Limited access to resources can significantly impact health behaviors. Previous research on food insecurity and HIV has focused on establishing the relationship between lacking access to nutritious food and antiretroviral (ARV) medication non-adherence in a variety of social contexts.
This study aims to determine if several aspects of food insecurity co-occur with missed doses of medication on a daily basis among a sample of people living with HIV who have recently experienced hunger.

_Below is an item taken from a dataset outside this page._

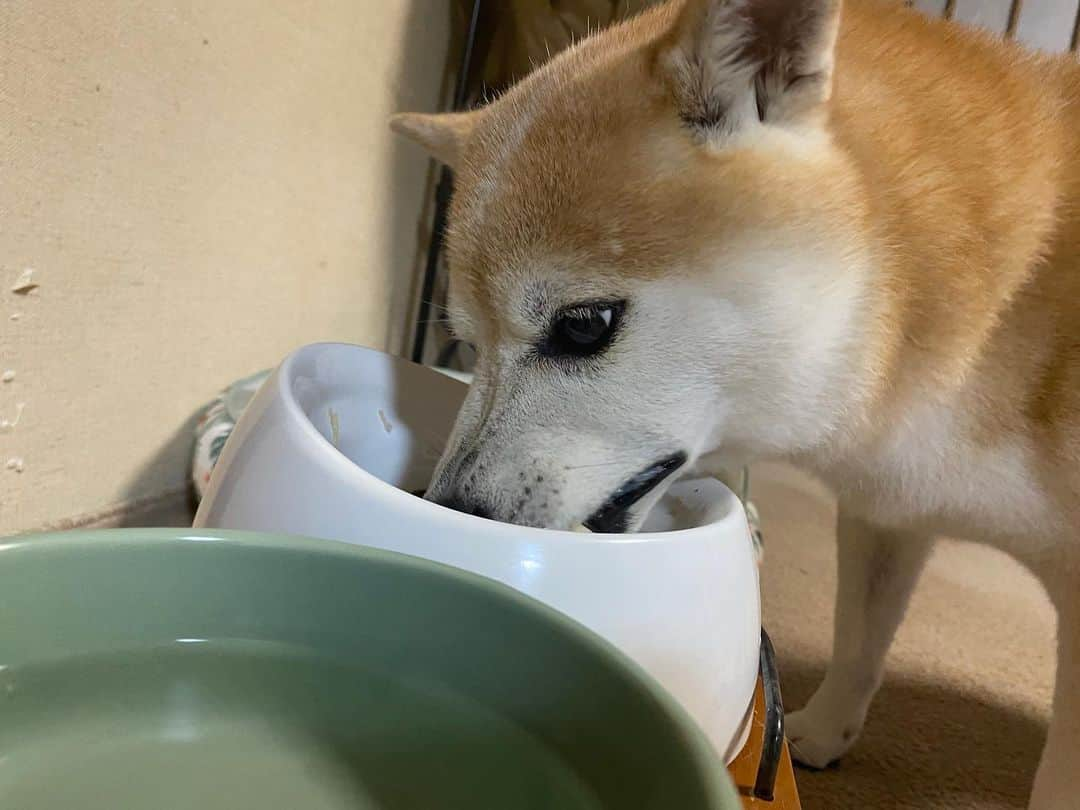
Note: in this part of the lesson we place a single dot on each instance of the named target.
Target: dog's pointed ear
(733, 62)
(443, 135)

The current study utilized a prospective, observational design to test the daily relationship between food insecurity and medication non-adherence. Participants were followed for 45 days and completed daily assessments of food insecurity and alcohol use via interactive text message surveys and electronic medication adherence monitoring using the Wisepill.
Fifty-nine men and women living with HIV contributed a total of 2,655 days of data. Results showed that severe food insecurity (i.e., hunger), but not less severe food insecurity (i.e., worrying about having food), significantly predicted missed doses of medication on a daily level. Daily alcohol use moderated this relationship in an unexpected way; when individuals were hungry and drank alcohol on a given day, they were less likely to miss a dose of medication.
Among people living with HIV with recent experiences of hunger, this study demonstrates that there is a daily relationship between hunger and non-adherence to antiretroviral therapy. Future research is needed to test interventions designed to directly address the daily relationship between food insecurity and medication non-adherence.